Mansour K A, Picone A L, Coleman J J
Joseph B. Whitehead Department of Surgery, Emory University School of Medicine, Atlanta, Georgia.
Ann Thorac Surg. 1990 Apr;49(4):597-601; discussion 601-2. doi: 10.1016/0003-4975(90)90307-r.
The treatment of carcinoma of the cervical esophagus remains controversial. Eleven patients with carcinoma of the high cervical esophagus were encountered over the past 7 years at our institution. There were 6 men and 5 women whose ages ranged from 51 to 72 years. Six patients had tracheal or laryngeal invasion. In all instances one-stage pharyngolaryngoesophagectomy with pharyngogastric (6 patients) or pharyngocolic (5 patients) reconstruction was performed. There was one hospital death. Six patients died 6 to 35 months postoperatively: 1 from recurrence, 2 from generalized metastases, and 3 with both local recurrent and metastatic disease. One other patient died free of disease 6 weeks postoperatively of pneumonia. The remaining 3 patients are alive 12 to 84 months after operation with excellent rehabilitation and good quality of life. We conclude that one-stage surgical resection and reconstruction for high cervical carcinoma of the esophagus offers good palliation and possible long-term survival with acceptable operative risk.

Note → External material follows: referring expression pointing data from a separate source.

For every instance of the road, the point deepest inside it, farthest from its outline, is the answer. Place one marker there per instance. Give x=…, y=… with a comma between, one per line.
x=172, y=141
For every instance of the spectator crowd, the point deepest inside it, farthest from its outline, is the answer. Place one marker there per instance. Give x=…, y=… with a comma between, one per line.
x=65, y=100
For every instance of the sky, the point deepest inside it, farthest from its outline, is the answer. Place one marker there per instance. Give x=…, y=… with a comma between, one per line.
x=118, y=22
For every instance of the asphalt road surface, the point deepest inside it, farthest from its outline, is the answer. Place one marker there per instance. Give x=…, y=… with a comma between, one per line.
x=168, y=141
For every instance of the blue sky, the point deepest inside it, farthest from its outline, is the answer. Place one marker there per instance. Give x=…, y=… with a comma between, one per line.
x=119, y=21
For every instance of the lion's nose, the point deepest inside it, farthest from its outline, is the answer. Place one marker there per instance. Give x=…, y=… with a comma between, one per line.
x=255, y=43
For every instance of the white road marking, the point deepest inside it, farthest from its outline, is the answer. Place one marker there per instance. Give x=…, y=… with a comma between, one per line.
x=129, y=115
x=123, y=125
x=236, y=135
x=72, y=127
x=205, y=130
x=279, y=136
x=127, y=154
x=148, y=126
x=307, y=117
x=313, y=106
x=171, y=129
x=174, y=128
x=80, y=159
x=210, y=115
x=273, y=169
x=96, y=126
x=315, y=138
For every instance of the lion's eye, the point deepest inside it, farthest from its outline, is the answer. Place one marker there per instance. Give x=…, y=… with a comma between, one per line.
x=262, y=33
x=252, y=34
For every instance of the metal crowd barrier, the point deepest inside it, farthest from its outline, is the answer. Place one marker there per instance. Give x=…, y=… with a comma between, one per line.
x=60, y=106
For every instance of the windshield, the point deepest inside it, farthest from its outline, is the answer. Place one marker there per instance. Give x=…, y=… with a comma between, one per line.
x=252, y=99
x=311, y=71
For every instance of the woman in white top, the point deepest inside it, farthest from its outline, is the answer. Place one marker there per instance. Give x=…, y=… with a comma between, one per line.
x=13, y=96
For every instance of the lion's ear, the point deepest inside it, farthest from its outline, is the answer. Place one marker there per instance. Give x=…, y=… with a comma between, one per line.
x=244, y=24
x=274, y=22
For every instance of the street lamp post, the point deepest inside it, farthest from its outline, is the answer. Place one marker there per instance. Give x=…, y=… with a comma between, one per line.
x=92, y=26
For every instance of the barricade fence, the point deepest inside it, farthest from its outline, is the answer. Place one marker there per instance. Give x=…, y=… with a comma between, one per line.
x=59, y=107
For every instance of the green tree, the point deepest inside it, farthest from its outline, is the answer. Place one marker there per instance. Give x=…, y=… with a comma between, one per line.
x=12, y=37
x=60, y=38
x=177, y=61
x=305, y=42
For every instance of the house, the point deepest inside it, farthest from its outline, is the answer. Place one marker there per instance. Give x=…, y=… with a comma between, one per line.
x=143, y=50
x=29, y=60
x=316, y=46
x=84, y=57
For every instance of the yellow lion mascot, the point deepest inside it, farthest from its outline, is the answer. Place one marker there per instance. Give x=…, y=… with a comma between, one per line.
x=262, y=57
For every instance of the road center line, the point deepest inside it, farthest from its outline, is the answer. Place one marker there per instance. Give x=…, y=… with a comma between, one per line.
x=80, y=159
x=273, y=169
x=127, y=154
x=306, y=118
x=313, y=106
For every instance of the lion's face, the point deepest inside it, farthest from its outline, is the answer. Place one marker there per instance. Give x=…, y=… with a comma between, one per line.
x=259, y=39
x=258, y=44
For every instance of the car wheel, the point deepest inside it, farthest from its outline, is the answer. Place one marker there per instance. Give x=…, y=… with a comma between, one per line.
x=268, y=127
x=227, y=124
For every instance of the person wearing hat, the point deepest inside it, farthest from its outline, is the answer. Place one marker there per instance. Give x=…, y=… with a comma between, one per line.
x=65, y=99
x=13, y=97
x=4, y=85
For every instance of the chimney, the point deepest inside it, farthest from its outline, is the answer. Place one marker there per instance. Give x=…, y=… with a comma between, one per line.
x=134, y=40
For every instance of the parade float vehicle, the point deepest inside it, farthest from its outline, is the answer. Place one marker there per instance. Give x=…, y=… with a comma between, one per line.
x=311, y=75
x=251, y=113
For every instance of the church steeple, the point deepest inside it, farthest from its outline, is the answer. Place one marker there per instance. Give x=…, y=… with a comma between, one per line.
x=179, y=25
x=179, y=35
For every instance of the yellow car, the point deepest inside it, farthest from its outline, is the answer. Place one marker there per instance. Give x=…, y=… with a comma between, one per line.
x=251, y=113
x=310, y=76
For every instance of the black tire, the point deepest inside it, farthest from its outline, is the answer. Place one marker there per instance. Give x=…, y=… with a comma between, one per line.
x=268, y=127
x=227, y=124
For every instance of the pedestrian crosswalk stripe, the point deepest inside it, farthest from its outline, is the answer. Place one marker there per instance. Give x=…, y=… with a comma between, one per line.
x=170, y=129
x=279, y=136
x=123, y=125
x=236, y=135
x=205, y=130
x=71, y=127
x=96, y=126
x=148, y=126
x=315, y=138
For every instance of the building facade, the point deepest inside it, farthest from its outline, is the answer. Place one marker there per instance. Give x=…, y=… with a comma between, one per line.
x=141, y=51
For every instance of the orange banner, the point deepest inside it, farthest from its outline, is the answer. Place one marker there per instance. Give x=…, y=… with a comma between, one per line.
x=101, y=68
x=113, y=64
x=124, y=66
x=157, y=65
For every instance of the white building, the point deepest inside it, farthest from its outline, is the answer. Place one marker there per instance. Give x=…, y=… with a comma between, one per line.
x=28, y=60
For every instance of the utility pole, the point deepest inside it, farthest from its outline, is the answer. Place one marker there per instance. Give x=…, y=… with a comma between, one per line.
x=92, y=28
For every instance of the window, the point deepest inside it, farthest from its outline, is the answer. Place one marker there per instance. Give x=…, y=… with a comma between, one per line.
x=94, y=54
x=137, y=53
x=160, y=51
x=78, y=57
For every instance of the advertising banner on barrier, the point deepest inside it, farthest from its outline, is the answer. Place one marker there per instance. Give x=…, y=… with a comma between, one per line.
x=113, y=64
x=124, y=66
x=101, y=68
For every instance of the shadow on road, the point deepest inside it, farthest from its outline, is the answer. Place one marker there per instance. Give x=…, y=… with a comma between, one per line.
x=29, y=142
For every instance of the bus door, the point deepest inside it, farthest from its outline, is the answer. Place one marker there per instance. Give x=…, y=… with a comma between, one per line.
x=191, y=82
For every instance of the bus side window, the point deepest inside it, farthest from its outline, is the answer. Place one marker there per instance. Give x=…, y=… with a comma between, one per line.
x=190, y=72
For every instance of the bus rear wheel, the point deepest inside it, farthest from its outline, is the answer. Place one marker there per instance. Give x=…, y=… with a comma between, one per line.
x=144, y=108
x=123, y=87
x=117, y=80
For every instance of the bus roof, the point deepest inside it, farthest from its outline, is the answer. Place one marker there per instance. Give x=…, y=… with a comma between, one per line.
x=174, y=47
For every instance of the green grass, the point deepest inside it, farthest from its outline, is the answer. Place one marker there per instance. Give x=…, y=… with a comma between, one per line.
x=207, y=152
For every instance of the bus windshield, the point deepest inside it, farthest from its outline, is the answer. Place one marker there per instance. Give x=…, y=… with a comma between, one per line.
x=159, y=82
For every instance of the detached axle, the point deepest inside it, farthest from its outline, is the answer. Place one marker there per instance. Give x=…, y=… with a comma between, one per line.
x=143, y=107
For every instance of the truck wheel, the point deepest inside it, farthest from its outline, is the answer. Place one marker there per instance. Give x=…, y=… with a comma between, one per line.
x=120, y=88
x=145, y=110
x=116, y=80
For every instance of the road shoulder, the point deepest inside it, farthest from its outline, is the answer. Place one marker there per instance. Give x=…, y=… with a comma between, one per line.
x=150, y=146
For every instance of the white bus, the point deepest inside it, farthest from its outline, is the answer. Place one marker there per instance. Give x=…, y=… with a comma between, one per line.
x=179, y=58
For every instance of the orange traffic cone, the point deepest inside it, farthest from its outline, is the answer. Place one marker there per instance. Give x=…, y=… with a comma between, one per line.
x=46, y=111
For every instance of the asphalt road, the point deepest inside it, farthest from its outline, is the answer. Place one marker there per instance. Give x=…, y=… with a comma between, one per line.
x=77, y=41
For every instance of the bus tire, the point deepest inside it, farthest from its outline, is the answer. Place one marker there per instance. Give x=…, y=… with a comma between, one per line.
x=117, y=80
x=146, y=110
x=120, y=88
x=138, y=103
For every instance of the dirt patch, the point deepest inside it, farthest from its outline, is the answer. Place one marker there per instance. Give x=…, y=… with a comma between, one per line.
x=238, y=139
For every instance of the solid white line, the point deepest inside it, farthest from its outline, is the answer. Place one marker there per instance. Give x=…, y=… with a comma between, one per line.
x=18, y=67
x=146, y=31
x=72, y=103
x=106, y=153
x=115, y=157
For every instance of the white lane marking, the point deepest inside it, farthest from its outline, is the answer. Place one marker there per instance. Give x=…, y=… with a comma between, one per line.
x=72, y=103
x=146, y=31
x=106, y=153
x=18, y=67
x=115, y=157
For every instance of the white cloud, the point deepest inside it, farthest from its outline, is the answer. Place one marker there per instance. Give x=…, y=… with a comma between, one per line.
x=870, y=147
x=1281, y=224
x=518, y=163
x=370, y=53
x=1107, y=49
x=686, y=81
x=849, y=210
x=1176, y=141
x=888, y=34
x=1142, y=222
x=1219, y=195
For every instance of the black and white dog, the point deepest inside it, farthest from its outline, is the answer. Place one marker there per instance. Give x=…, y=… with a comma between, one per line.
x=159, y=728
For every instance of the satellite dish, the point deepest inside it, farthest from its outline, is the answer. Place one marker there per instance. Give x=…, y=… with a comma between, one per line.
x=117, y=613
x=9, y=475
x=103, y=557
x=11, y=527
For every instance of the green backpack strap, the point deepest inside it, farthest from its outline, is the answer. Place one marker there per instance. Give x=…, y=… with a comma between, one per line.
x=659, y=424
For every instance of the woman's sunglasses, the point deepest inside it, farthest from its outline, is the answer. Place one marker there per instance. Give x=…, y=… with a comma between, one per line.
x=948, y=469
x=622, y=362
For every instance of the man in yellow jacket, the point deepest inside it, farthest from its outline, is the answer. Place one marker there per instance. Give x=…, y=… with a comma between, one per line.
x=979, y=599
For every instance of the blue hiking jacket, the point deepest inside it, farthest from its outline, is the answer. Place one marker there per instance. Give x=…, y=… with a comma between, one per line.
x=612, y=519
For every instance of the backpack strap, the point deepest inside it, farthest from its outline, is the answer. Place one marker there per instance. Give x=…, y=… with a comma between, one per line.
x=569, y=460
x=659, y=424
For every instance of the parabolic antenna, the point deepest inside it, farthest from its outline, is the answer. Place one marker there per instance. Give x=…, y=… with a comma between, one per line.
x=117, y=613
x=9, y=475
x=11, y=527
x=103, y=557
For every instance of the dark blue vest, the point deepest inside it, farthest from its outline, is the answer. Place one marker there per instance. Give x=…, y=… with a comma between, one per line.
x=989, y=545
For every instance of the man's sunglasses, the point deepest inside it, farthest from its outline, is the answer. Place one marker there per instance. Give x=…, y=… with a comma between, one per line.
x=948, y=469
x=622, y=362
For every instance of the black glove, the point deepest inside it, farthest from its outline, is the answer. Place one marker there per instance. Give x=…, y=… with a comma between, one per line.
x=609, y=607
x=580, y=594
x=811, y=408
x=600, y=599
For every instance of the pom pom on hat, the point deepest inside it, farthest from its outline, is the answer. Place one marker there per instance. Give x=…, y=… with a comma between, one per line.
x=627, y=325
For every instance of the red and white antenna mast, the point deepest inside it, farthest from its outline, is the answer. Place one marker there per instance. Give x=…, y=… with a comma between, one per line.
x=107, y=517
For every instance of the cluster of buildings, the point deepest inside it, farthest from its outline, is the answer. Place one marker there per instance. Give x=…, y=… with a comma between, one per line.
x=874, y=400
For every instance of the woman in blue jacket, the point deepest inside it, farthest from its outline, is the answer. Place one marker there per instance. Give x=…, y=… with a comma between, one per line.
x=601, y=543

颈段食管癌的治疗仍存在争议。在过去7年里,我们机构共收治了11例高位颈段食管癌患者。其中男性6例,女性5例,年龄在51岁至72岁之间。6例患者存在气管或喉侵犯。所有患者均接受了一期咽-喉-食管切除术,并采用咽-胃吻合术(6例)或咽-结肠吻合术(5例)进行重建。有1例患者在医院死亡。6例患者在术后6至35个月死亡:1例死于复发,2例死于全身转移,3例死于局部复发和转移。另有1例患者术后6周因肺炎死亡,死前无疾病复发。其余3例患者术后存活12至84个月,康复良好,生活质量高。我们得出结论,对于高位颈段食管癌,一期手术切除和重建可提供良好的姑息治疗效果,并有可能实现长期生存,且手术风险可接受。